WASHINGTON—In a call with journalists today, National Security Advisor John Bolton and Director of National Intelligence Dan Coats outlined an executive order just signed by President Donald Trump that would result in automatic sanctions against any foreign entities found to have attempted to interfere in US elections. The order, not yet released, is meant as a deterrent against interference in the 2018 midterm elections.
The White House imposed a number of new sanctions against Russia in March for election interference, and the Justice Department filed indictments against 12 Russian intelligence officers in July. But these sanctions have apparently not deterred the Russian government and other countries with an adversarial relationship with the US from maneuvering to affect the outcome of some 2018 congressional races, according to Coats. While Coats said that “we have not seen the intensity of activity from 2016,” the intelligence community has seen signs that there are efforts underway by a number of actors to manipulate the political process this year. “We have several that we are tracking,” he explained, “and have seen signs, from not just Russia, but China, Iran, and North Korea.”
Bolton had previously warned that there were signs of election meddling from China, North Korea, and Iran, though he offered no specific evidence. And evidence would not be forthcoming in the event that the White House considers sanctions under this order—the first word of any assessment would come with the sanctions themselves, Bolton told reporters. “These are sensitive, sometimes very dangerous operations, and we have to operate with respect to sources and methods,” he said.
Lock them up
Bolton said that the executive order, entitled “Imposing Certain Sanctions in the Event of Foreign Interference in a United States Election,” would “protect the US against interference in our elections and the political process more broadly.” The order declares a national emergency, Bolton said, and requires DNI to make regular assessments of activities targeting the US electoral process, reporting findings to the Department of Justice and Department of Homeland Security. Bolton noted that the scope of the order included not just attacks on election infrastructure but also “the distribution of propaganda” intended to impact the electoral process.
Coats explained that the process outlined by the order called for a 45-day period within which the intelligence community was to assess whether election interference had occurred and who the actors behind that interference were. The finding would then be passed to the Department of Justice and Department of Homeland Security, who would then make a determination within 45 days whether the interference took place and warranted sanctions. The 45-day period is based on when interference is believed to have happened and not specifically tied to Election Day. “We’re looking at having evidence that interference has occurred,” Bolton explained, “and that happens after the election but doesn’t preclude there would be evidence in the course of the election.”
If DOJ and DHS officials concurred with the director of national intelligence’s report, sanctions would “automatically” be leveled against those determined to be behind the interference; the State Department and Department of the Treasury would then review the sanctions and determine whether they were sufficient and appropriate to the severity of the activity. Sanctions authorized in the executive order include blocking of assets, transfer of property, US investment in sanctioned companies, and restriction of travel.

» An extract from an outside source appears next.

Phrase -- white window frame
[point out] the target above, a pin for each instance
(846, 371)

Coats said that the administration acknowledges that there was interference in the 2016 election, and “we’ve learned our lessons. Our focus is, going forward, that we have the integrity of the election in place and we have the measures in place to deter and retaliate if necessary.”
Cutting Congress off at the pass?
The executive order comes as bills in the House and Senate have gained support that would require sanctions against any government or person determined to have engaged in electoral interference. The Deter Act, proposed in January by Senators Chris Van Hollen (D-Maryland) and Marco Rubio (R-Florida), would mandate broad economic sanctions against Russian companies and require the White House to identify other countries that had been involved in electoral interference and provide proposed sanctions within 90 days. A similar bill is moving forward in the House.
Update, 2:30 PM ET: Van Hollen and Rubio issued a joint statement on the executive order, stating, “Today’s announcement by the Administration recognizes the threat, but does not go far enough to address it. The United States can and must do more. Mandatory sanctions on anyone who attacks our electoral systems serve as the best deterrent, which is the central tenet of the bipartisan DETER Act. We must make sure Vladimir Putin’s Russia, or any other foreign actor, understands that we will respond decisively and impose punishing consequences against those who interfere in our democracy.” Van Hollen and Rubio urged colleagues in the Senate to quickly pass the Deter Act before the November elections.
Update, 3:30 PM: In a statement issued by the White House after the announcement, a White House spokesperson said that the Department of Justice and Federal Bureau of Investigation will “host a live Election Day Watch at the FBI’s Strategic Information and Operations Center to monitor and coordinate election-related activities” as part of the effort to ensure the security of the election. The executive order was positioned as part of an ongoing effort to shore up the security and integrity of the election system, including efforts last year by DHS to assist states in checking their information security and an August “National Election Cybersecurity Table Top Exercise” run by DHS to work on information sharing and working with state and local authorities on election security efforts.